Eine Kritik, die Laurie Zoloth nicht gelten lassen will. Es sei eine bewusste Entscheidung gewesen, Veränderung an der Keimbahn von Lebewesen nicht vererbbar zu machen. Deshalb hätten sich Bioethikerinnen wie sie selbst dafür eingesetzt, genmanipuliertes Saatgut unfruchtbar zu machen.
Selbstmord-Gen und Selbstmord-Bauern
"Wenn sie ein Selbstmord-Gen eingefügt haben, das heißt ein Gen, das Saatgut unfruchtbar macht, dann ist das eine Sicherheitsmaßnahme. Das kritisieren die Leute heute. Das ist das, was wir am Anfang wollten. Die meisten Bauern in den USA legen inzwischen Geld zur Seite, um Saatgut jedes Jahr neu zu kaufen. In der kommerziellen Landwirtschaft in den USA wird Saatgut im Folgejahr nicht wieder angebaut."

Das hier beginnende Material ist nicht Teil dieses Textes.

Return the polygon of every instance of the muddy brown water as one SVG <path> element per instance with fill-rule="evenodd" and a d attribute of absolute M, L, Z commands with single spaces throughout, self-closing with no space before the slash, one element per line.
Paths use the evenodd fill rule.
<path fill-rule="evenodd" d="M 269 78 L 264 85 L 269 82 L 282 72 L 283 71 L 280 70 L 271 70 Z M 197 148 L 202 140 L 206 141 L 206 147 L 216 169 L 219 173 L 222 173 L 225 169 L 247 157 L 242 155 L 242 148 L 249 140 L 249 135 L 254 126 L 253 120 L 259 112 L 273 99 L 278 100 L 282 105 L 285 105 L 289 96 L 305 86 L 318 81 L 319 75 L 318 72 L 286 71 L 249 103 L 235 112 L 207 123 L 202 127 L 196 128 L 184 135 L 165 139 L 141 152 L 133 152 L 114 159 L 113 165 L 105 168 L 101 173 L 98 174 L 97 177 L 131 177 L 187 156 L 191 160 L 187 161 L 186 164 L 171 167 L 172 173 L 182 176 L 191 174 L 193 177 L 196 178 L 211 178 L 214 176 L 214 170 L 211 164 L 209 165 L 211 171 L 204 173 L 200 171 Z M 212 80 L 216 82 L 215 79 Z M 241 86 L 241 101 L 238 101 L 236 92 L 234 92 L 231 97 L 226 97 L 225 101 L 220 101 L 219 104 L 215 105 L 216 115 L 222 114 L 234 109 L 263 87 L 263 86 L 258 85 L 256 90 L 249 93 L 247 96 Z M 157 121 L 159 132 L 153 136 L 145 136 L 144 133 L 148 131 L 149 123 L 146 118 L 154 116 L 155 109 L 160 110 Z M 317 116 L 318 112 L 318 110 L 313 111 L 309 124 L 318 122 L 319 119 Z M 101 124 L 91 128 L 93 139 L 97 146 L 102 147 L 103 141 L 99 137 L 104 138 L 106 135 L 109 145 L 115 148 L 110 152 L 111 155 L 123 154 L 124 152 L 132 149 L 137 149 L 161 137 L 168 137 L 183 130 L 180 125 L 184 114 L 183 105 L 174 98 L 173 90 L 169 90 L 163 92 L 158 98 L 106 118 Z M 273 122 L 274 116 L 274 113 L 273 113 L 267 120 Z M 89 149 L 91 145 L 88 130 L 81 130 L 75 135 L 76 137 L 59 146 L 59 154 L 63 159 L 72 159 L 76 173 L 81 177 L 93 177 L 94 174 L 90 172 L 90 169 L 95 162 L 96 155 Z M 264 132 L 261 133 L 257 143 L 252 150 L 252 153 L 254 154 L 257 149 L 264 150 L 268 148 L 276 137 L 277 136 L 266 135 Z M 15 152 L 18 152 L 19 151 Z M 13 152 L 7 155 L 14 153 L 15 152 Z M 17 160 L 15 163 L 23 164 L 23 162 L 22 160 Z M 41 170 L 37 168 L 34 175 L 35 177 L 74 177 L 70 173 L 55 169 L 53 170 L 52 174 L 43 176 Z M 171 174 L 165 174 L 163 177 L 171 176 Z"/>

Genau hier wird das Problem deutlich: Das, was aus ethischen Überlegungen und aus Risikoabwägungen zunächst gewollt war, führte zu ungeahnten negativen Konsequenzen. Die völlige Abhängigkeit amerikanischer Bauern von Saatgutkonzernen ist dabei nur ein Problem. Die Auswirkungen dieser Genmanipulationen in anderen Ländern waren viel gravierender. In Indien bringen sich zum Beispiel jedes Jahr Zehntausende von Bauern um, weil sie es sich nicht leisten können, jedes Jahr Saatgut und die dazu gehörenden Pestizide neu zu kaufen. Die sozialen Konsequenzen von grundlegenden Entscheidungen müssen mehr bedacht werden, mahnt deshalb Weihbischof Anton Losinger:
"Deswegen muss man, sowie die Wissenschaft das ausdrückt, eine klare Technikfolgenabschätzung immer zuvor erledigen, bevor man Anwendungen solcher neuen Techniken will."

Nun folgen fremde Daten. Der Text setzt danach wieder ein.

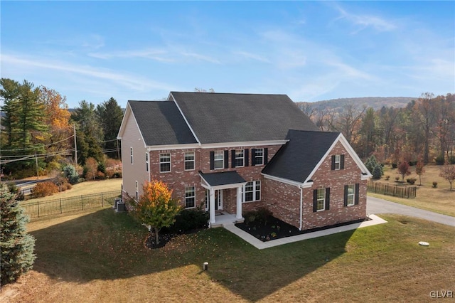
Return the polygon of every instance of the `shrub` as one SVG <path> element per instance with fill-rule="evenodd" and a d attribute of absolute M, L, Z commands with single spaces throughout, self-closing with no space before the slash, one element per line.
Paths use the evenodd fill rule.
<path fill-rule="evenodd" d="M 31 270 L 36 256 L 35 238 L 26 231 L 28 216 L 3 184 L 0 184 L 0 285 L 4 286 Z"/>
<path fill-rule="evenodd" d="M 252 223 L 253 225 L 267 224 L 269 217 L 272 216 L 273 213 L 265 207 L 261 207 L 256 211 L 251 211 L 244 213 L 243 218 L 247 225 Z"/>
<path fill-rule="evenodd" d="M 31 193 L 35 198 L 42 198 L 58 193 L 58 186 L 52 182 L 41 182 L 36 184 L 31 190 Z"/>
<path fill-rule="evenodd" d="M 373 170 L 373 179 L 375 180 L 379 180 L 382 175 L 382 169 L 380 164 L 376 164 L 375 169 Z"/>
<path fill-rule="evenodd" d="M 445 160 L 444 159 L 444 156 L 438 156 L 436 157 L 436 159 L 434 159 L 434 161 L 436 162 L 436 165 L 444 165 Z"/>
<path fill-rule="evenodd" d="M 205 228 L 208 226 L 209 213 L 198 208 L 184 209 L 176 216 L 176 222 L 163 230 L 176 233 L 185 233 L 191 230 Z"/>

Noch bevor gesellschaftliche Debatten darüber stattgefunden haben, versuchen Saatgutkonzerne inzwischen Kulturpflanzen zu vermarkten, deren Erbgut durch "Genom Editing" neue Eigenschaften erhalten hat. Bislang gelten solche "editierten" Pflanzen sogar als gentechnikfrei, weil die Pflanzen-DNA zwar "umgeschrieben" wird, aber dabei keine artfremden Gene mehr eingebracht werden müssen. Die Manipulation ist also nicht mehr nachweisbar. Der Saatgut Experte der Schweizer Bürgerbewegung "Public Eye" fürchtet, dass so über die Hintertür bald auch überall in Europa Gen-Weizen und Gen-Mais erst auf die Felder und dann auf die Teller kommen. Genom-Editing ermögliche ein Traumszenario für Biotechnologiefirmen, sagt Francois Meienberg: Sie melden Patente auf gentechnisch veränderte Kulturpflanzen an, geben diese aber gleichzeitig als "gentechnikfrei" aus.

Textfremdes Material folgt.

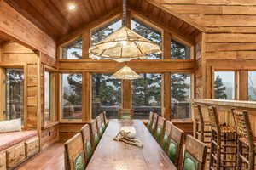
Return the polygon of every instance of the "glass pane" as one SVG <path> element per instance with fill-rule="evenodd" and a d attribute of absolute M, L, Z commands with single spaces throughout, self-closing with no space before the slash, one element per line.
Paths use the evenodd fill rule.
<path fill-rule="evenodd" d="M 97 43 L 122 26 L 122 20 L 113 20 L 91 32 L 91 43 Z"/>
<path fill-rule="evenodd" d="M 131 30 L 161 47 L 162 35 L 160 31 L 134 18 L 131 20 Z M 147 57 L 148 60 L 157 60 L 161 59 L 161 54 L 150 54 Z"/>
<path fill-rule="evenodd" d="M 23 69 L 6 69 L 6 119 L 21 118 L 24 99 Z"/>
<path fill-rule="evenodd" d="M 62 117 L 82 119 L 82 74 L 62 74 Z"/>
<path fill-rule="evenodd" d="M 50 73 L 44 72 L 44 122 L 49 122 L 50 119 Z"/>
<path fill-rule="evenodd" d="M 235 99 L 235 71 L 215 71 L 214 91 L 215 99 Z"/>
<path fill-rule="evenodd" d="M 256 100 L 256 71 L 248 71 L 248 99 Z"/>
<path fill-rule="evenodd" d="M 183 45 L 177 41 L 171 42 L 171 59 L 173 60 L 189 60 L 190 47 Z"/>
<path fill-rule="evenodd" d="M 82 37 L 62 47 L 62 59 L 82 59 Z"/>
<path fill-rule="evenodd" d="M 141 74 L 132 82 L 132 108 L 135 119 L 148 119 L 149 112 L 161 114 L 161 74 Z"/>
<path fill-rule="evenodd" d="M 191 75 L 171 75 L 172 119 L 191 117 Z"/>
<path fill-rule="evenodd" d="M 118 118 L 121 106 L 121 81 L 110 79 L 110 74 L 92 74 L 92 118 L 102 111 L 109 119 Z"/>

"Und das heißt, insbesondere wenn das dann wichtige Erfindungen sind, könnte das durchaus sehr negative Konsequenzen haben. Zum Beispiel jetzt vielleicht Sorten, welche ganz gut sind, um gegen Dürre oder Hitze, im Klimawechsel gut zu bestehen, wenn das von einer Firma beherrscht wird, sind alle anderen Firmen abhängig."
Einigen Wissenschaftlern und Bioethikern gehen die Fortschritte beim Genom Editing inzwischen deutlich zu schnell. Deshalb haben sie ein Moratorium gefordert. Zunächst müssten die Umweltauswirkungen, die sozialen Konsequenzen und die ethischen Fragen diskutiert werden.